Wie haben Sie es geschafft, die Lebensgeschichte dieses Genies mit ihrer Kunst in die richtige Balance zu bringen, ohne dass eins von beiden überwiegt?

Ganz einfach: Kunst und Dasein dieses Menschen waren zu keiner Zeit seines Lebens, selbst als kleiner Junge irgendwie zu trennen. Seine Frauen waren Musen, seine Freunde waren Kollegen, sein Alltag war Malen. Es gab Jahre, in denen er mehr als 100 bedeutende Bilder gemalt hat. Alles, was er schuf, kam aus seinem Leben, und alles was er lebte, kam aus seinem Schaffen.

Wenn man sich den Protagonisten der ersten Genius-Staffel ansieht, gab es am Patentbeamten 3. Klasse Albert Einstein sehr gewöhnliche Seiten. Gab es an Picasso irgendetwas Durchschnittliches?

Ich glaube nicht, und falls doch, hab ich’s nicht entdeckt. Regeln jedenfalls haben für ihn auf keinem Feld gegolten.

Ging das bis in die alltäglichsten Verrichtungen hinein?

Na ja, er hat gegessen, geschlafen, geliebt – aber selbst das irgendwie anders als in der breiten Masse üblich.

Sind diese Alltäglichkeiten dennoch so belegbar wie die Fakten des Films?

Nein. Weil er kein Transskript seines Lebens hinterlassen hat, mussten wir beim Alltag und so manchem Dialog häufig mutmaßen oder schlussfolgern. Trotzdem haben wir uns nichts bloß ausgedacht, sondern daraus hergeleitet, was von ihm oder über ihn veröffentlicht wurde. Unser Ansatz war daher zwar journalistisch, aber weil wir keine Dokumentation gemacht haben, sind Dramatisierungen im Rahmen der belegten Wirklichkeit absolut statthaft. Außerdem verlief sein Leben ohnehin so filmreif, dass man sich dafür nicht allzu viel ausdenken musste.

Alles andere wäre bei einem Verlag wie National Geographic wohl auch schwierig…

In der Tat. Aber selbst dort gibt es Spielräume für Interpretation. Und unser Bestreben war zu jeder Zeit aufrichtig. Wissenschaftlich angreifbar sind daher allenfalls die Auslassungen. Aber um solch eine Figur zu porträtieren, kann man unmöglich jeden Aspekt ihres Lebens darstellen. Insofern gibt es doch etwas, nun ja – Bürgerliches an Picasso: er hat jeden Tag gearbeitet. Ihm dabei zuzusehen, wie die Farbe seiner Werke trocknet, ist fürs Fernsehen vielleicht doch ein bisschen zu langweilig.

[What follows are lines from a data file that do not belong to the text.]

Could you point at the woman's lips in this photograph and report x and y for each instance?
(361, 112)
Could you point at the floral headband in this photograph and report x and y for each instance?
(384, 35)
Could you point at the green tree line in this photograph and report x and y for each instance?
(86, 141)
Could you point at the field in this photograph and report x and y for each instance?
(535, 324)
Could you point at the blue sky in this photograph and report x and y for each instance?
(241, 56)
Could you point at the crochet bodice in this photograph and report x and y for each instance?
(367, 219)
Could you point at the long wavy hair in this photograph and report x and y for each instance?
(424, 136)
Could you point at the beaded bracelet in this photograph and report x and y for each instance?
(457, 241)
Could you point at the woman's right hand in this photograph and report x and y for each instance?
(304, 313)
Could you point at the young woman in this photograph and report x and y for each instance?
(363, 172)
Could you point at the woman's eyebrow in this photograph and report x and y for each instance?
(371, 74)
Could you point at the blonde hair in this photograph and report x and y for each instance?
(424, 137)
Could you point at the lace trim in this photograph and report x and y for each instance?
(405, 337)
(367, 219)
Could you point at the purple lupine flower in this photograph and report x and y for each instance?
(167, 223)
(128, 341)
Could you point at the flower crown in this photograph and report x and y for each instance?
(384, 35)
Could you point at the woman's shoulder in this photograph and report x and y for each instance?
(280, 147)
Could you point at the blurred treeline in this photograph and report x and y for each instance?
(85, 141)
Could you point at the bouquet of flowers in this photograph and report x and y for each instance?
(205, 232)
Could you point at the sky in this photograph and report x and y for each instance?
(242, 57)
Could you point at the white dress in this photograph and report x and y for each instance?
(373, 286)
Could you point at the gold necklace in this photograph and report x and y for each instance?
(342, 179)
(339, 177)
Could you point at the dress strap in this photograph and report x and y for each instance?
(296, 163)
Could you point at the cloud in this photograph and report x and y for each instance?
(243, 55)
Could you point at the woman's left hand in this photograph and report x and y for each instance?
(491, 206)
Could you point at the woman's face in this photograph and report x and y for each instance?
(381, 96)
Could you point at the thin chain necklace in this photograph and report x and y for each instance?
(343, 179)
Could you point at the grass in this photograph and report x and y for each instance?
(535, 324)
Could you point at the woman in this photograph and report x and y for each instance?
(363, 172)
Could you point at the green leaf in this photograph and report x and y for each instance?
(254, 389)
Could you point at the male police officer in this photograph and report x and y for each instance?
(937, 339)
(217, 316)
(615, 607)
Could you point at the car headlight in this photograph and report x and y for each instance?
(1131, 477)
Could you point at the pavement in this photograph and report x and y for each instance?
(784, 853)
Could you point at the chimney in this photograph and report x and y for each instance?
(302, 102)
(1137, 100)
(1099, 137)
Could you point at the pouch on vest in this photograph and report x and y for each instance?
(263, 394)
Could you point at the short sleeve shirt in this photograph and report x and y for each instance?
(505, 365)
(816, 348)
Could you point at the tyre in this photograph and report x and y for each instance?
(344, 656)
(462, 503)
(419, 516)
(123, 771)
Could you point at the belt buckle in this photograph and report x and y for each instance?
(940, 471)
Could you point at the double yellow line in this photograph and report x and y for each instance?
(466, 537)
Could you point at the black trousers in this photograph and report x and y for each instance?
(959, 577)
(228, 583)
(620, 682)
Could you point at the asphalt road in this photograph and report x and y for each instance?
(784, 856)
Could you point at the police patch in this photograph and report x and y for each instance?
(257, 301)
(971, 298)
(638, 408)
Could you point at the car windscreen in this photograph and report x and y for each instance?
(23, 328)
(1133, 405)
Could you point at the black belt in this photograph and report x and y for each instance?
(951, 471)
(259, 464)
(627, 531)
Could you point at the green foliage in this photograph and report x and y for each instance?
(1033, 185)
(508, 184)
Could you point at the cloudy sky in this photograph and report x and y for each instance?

Was hat es denn gekostet, die aufregenderen Seiten Picassos in Szene zu setzen.

Darf ich nicht verraten, Sie kennen das ja… Aber was ich sagen kann: Jede Episode kostet weniger als die Hälfte von The Crown. Ich liebe diese Serie, aber glauben Sie mir: Wir machen aus sehr viel weniger sehr, sehr viel.

Macht es einen nicht dennoch neidisch, wenn man hört, was beispielsweise Star Trek: Discovery kostet?

Oh ja! Als ich kürzlich mit David Semel, dem Regisseur der Pilotfolge, zu Mittag war, hat er mir die Größenordnung genannt, und da war ich sogar sehr neidisch. Umso stolzer bin ich darauf, was wir aus unserem Budget gemacht haben: Qualitativ hochwertiges Fernsehen mit cineastischem Appeal und hohem production value.

Haben Sie im neuen Kino namens TV-Serie Vorbilder, die Ihnen den Weg dorthin gewiesen haben?

Mehrere, aber um nur eines zu nennen: Steven Bochco. Mit Hill Street Blues [dt. Polizeirevier Hill Street] hat er Anfang der Achtziger das Medium revolutioniert, weil die Figuren darin so unfassbar real waren und gleichzeitig unterhaltsam. Ohne ihn wäre womöglich auch Genius undenkbar.

Wen werden Sie darin als nächstes porträtieren?

Eine Frau.

Und welche?

Das verrate ich Ihnen nicht.

Wenigstens Beruf und Herkunft?

Wenn ich Ihnen das sage, wissen Sie bescheid!

Also ist es Maria Callas.

Stop! [lacht] Was ich sagen kann: Die Liste ist bereits so kurz, dass man es fast nicht mehr Liste nennen kann. Und es wird definitiv keine Wissenschaftlerin sein.

National Geographic zeigt "Genius: Picasso" ab heute immer donnerstags um 21 Uhr - zum Start mit einer Doppelfolge.